Notre éducation consiste, pour une large part, à acquérir du savoir, ce qui nous rend de plus en plus mécaniques ; nos esprits s'enferment dans la routine, que ce soit en acquérant un savoir scientifique, philosophique, religieux, commercial ou technologique.

page(s) 23-24
• Ne plus chercher

Si […] vous renier [l']approche [religieuse traditionnelle] parce que vous comprenez qu'elle manque de maturité, et qu'elle est stupide, si vous la rejetez en y appliquant une intelligence profonde, parce que vous êtes libres et que vous n'avez pas peur, vous susciterez un grand trouble en vous-mêmes et autour de vous, mais vous aurez échappé au piège de la respectabilité. Alors vous vous apercevrez que vous cessez d'être dans un état de recherche. Et c'est bien cela qu'il faut commencer par apprendre : ne plus chercher. En somme, chercher la vérité c'est passer de la vitrine d'une boutique à une autre.

La question de savoir s'il existe un Dieu, une Vérité, une Réalité (selon le nom que l'on veut lui donner) ne peut jamais trouver de réponse dans des livres, chez des prêtres, des philosophes, ou des Sauveurs. Personne ni rien ne peut répondre à cette question si ce n'est vous-mêmes, et c'est pour cela que la connaissance de soi est nécessaire.

page(s) 19
• Le bonheur est intemporel

Le bonheur n'est pas un produit du temps, le bonheur est toujours dans le présent, un état intemporel.

page(s) 47
• Pensée action

Existe-t-il une action dans laquelle la pensée aperçoit quelque chose instantanément, agit instantanément de sorte que n'intervienne aucune idée, aucune idéologie donnant naissance à une action séparée ? Existe-t-il une action où la perception même est action – où la pensée même est action ?

page(s) 21
• Agressifs et auto-centrés

Étant conditionnés, nous sommes agressifs […], nous sommes brutaux, nous sommes incapables d'examiner, de regarder avec impartialité les idées, les points de vue ou les pensées d'autrui. […]

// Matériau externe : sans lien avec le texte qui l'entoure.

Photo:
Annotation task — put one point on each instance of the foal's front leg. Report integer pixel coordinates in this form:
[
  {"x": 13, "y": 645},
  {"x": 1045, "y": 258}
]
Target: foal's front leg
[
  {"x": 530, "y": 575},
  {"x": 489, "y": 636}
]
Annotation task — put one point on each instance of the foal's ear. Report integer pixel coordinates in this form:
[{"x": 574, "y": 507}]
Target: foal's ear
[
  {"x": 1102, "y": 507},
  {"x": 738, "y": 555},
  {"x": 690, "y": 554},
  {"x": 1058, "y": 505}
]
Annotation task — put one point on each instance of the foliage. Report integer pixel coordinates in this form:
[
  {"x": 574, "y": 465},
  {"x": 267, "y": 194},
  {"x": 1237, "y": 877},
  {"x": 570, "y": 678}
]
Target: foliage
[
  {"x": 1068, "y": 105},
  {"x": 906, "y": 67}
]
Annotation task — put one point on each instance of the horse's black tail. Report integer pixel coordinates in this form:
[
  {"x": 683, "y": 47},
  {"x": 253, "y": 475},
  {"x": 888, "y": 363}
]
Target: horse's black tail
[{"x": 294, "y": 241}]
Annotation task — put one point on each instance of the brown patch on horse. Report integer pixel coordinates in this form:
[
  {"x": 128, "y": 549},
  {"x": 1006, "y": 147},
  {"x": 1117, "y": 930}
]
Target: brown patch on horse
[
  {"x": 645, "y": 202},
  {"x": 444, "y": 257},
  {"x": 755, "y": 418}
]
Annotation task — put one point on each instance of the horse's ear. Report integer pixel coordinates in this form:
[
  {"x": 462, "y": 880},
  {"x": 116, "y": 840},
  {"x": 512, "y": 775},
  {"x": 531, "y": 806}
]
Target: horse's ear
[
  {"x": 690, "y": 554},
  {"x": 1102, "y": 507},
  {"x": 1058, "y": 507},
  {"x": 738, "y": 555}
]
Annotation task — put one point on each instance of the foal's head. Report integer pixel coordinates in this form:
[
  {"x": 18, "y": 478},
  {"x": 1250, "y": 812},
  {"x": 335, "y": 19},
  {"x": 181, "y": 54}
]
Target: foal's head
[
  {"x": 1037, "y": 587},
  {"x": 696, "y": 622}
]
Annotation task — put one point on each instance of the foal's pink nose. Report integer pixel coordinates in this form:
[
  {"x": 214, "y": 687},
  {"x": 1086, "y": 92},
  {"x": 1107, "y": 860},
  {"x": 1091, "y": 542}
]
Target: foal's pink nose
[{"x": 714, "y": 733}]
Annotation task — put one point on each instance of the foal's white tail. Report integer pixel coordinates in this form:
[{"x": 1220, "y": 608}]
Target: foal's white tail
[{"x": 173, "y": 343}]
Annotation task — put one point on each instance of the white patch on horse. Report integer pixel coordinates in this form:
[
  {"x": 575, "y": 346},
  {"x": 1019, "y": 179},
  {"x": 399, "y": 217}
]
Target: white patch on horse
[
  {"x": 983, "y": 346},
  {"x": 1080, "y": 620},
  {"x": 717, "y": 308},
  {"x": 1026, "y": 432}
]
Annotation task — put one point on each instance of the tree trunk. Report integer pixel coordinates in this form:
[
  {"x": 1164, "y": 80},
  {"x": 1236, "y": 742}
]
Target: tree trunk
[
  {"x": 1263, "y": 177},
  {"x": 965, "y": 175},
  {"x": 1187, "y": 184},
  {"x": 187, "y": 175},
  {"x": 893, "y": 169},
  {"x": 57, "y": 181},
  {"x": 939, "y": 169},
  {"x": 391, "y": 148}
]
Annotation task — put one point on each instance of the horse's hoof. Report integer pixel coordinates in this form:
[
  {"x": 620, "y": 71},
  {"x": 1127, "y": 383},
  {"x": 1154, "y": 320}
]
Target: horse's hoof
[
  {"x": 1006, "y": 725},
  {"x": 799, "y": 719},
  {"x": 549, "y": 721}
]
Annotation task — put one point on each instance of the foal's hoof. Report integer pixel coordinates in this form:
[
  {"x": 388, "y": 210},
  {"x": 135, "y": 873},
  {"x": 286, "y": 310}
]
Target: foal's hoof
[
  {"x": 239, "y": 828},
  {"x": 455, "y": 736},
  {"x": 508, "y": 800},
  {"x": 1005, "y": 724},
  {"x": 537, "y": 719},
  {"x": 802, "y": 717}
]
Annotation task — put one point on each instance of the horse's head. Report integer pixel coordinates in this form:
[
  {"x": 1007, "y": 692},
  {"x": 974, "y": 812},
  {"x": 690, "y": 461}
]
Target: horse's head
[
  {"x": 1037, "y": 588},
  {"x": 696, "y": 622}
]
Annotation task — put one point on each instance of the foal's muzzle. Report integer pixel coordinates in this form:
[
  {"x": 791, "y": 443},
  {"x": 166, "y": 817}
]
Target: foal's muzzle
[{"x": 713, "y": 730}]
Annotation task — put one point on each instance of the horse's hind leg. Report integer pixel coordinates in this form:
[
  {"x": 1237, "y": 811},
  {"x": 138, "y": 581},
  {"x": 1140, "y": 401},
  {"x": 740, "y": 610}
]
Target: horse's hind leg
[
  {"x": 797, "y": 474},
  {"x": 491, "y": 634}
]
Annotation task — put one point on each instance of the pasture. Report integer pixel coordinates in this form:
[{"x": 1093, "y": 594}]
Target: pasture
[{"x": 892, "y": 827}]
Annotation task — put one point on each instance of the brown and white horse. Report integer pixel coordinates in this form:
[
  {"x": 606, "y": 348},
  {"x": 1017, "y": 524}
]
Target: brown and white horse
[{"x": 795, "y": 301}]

Ce conditionnement fait de chacun de nous un être centré sur lui-même, luttant pour conserver son moi, sa famille, sa nation, sa croyance.

page(s) 32
• L’art d’écouter

La plupart d'entre nous écoutent en vue de confirmer leurs croyances, de renforcer leurs opinions, de réfuter, d'aiguiser leur intellect ou d'apprendre une nouvelle technique. Il me semble que c'est là une façon erronée d'agir si l'on ne fait que renforcer ses croyances, ou apprendre un nouveau jargon […]

Lorsqu'on écoute une chose nouvelle, on a tendance à l'écarter si on ne la comprend pas, ou à être trop rapide dans ses jugements. Mais si nous étions capables d'écouter très attentivement, peut-être recueillerions-nous plus qu'en écoutant simplement à travers l'écran de nos préjugés et de nos impressions.